Feature Implementation A lesson learned at Google while developing Bigtable at Google is to imple- ment new features into such a system only if the actual usage patterns for them are known. A counterexample Chang et al. mention are general purpose distributed transactions that were planned for Bigtable but never implemented as there never was an immediate need for them. It turned out that most applications using Bigtable only needed single-row transactions. The only use case for distributed transactions that came up was the maintenance of secondary indices which can be dealt with by a “specialized mechanism [...that] will be less general than distributed transactions, but will be more efficient”. Hence, general purpose implementations arising when no actual requirements and usage patterns are specified should be avoided according to Chang et al..
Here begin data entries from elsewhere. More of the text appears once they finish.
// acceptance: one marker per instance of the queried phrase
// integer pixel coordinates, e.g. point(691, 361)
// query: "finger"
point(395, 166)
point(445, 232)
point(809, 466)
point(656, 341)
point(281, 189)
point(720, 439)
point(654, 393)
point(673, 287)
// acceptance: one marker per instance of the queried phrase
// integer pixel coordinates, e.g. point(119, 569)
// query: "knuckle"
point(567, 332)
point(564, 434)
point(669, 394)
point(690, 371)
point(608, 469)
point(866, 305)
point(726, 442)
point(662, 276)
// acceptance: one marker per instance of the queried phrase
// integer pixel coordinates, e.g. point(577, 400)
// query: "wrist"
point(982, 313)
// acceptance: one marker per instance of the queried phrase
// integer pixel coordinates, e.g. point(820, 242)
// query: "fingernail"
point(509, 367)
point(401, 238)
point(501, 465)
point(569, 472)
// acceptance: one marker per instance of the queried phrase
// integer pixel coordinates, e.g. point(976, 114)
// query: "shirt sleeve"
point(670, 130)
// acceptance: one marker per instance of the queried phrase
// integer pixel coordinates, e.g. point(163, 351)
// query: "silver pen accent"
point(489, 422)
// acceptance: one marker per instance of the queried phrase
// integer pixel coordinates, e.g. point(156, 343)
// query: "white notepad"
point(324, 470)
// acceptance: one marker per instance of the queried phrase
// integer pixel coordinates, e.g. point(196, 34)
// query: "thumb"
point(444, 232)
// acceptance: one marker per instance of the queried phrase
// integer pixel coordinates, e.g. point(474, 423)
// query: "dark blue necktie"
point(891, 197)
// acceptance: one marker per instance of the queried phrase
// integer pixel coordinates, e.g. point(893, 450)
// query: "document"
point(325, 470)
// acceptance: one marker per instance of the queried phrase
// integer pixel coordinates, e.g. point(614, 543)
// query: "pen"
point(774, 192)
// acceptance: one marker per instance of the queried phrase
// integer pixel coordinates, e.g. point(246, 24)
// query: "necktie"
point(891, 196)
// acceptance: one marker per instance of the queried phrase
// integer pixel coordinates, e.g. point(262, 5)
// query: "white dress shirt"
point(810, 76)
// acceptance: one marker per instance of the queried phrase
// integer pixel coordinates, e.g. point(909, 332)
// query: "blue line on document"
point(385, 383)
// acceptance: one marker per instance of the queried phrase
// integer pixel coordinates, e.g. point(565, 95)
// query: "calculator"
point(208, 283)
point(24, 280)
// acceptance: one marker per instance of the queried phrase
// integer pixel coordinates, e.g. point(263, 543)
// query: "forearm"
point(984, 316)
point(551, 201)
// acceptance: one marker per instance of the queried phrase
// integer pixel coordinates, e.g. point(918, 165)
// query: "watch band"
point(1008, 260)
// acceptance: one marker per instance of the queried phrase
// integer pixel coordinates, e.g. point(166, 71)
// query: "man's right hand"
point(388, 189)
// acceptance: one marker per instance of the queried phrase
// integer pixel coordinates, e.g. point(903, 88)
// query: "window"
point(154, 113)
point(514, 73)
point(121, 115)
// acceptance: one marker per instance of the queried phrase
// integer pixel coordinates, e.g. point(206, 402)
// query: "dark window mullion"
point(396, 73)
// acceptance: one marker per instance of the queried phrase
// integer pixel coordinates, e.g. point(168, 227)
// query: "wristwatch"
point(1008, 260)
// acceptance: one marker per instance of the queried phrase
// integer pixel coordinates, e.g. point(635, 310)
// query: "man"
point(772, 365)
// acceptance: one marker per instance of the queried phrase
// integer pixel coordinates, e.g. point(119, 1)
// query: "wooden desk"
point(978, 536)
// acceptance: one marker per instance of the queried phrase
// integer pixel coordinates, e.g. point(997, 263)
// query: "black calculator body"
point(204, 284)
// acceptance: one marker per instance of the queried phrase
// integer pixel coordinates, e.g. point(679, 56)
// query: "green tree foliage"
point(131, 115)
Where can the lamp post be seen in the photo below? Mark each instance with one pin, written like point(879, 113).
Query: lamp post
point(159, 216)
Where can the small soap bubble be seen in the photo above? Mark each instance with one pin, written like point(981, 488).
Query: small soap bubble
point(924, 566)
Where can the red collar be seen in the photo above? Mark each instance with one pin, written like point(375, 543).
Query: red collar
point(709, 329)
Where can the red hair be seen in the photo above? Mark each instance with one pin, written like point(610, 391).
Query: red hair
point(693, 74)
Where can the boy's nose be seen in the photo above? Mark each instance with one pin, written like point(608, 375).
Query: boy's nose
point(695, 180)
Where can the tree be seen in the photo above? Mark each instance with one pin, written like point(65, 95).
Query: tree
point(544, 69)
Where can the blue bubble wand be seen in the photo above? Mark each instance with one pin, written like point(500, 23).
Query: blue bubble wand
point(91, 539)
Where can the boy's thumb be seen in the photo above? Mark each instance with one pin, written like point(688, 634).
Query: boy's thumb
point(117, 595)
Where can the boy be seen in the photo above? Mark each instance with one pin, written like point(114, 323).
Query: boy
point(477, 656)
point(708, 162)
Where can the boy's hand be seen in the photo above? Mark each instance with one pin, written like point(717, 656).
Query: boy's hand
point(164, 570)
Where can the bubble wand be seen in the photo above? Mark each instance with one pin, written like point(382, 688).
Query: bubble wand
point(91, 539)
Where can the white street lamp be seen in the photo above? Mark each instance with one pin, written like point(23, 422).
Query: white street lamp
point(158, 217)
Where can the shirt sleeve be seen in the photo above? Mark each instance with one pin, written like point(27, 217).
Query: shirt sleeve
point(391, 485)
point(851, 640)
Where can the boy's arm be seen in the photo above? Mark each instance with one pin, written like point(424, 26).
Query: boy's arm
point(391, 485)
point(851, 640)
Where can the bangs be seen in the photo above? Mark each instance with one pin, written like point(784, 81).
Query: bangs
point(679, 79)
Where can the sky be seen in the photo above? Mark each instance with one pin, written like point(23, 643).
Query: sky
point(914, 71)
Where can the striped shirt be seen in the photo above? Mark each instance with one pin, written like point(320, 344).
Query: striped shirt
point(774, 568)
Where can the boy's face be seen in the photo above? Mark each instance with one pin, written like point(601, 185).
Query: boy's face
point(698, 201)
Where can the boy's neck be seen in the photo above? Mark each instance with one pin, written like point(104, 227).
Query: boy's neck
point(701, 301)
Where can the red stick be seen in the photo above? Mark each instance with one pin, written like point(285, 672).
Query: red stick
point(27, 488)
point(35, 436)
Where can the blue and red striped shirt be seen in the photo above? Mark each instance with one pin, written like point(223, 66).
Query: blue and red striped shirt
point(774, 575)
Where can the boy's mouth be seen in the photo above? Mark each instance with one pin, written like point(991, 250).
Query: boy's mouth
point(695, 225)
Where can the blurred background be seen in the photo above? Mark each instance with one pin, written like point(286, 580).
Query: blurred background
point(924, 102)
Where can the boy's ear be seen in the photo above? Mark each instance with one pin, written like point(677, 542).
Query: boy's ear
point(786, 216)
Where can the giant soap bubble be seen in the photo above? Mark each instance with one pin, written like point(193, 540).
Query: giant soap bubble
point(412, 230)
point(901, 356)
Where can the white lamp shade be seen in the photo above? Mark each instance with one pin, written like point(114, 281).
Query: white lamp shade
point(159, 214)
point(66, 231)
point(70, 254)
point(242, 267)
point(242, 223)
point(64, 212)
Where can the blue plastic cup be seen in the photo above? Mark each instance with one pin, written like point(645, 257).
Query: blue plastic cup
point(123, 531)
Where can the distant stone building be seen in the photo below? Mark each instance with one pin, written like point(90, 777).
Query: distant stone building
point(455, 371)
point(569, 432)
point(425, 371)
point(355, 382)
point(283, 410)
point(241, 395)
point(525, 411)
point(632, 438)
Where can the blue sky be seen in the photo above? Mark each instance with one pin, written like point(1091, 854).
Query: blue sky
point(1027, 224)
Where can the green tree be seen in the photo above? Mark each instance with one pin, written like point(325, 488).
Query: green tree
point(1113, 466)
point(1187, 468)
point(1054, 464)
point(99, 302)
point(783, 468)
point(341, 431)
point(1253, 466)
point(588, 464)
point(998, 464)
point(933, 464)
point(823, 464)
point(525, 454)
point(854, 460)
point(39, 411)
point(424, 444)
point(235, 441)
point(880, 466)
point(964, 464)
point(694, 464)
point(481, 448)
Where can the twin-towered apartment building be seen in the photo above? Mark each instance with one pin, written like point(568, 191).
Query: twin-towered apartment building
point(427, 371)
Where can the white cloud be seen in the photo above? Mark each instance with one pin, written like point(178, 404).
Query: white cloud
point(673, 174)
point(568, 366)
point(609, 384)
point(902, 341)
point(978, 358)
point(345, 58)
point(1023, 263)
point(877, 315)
System-Level Monitoring A practical suggestion is to monitor the system as well at its clients in order to detect and analyze problems. In Bigtable e.g. the RPC being used by it produces “a detailed trace of the important actions” which helped to “detect and fix many problems such as lock contention on tablet data structures, slow writes to GFS while committing Bigtable mutations, and stuck accesses to the METADATA table when METADATA tablets are unavailable”.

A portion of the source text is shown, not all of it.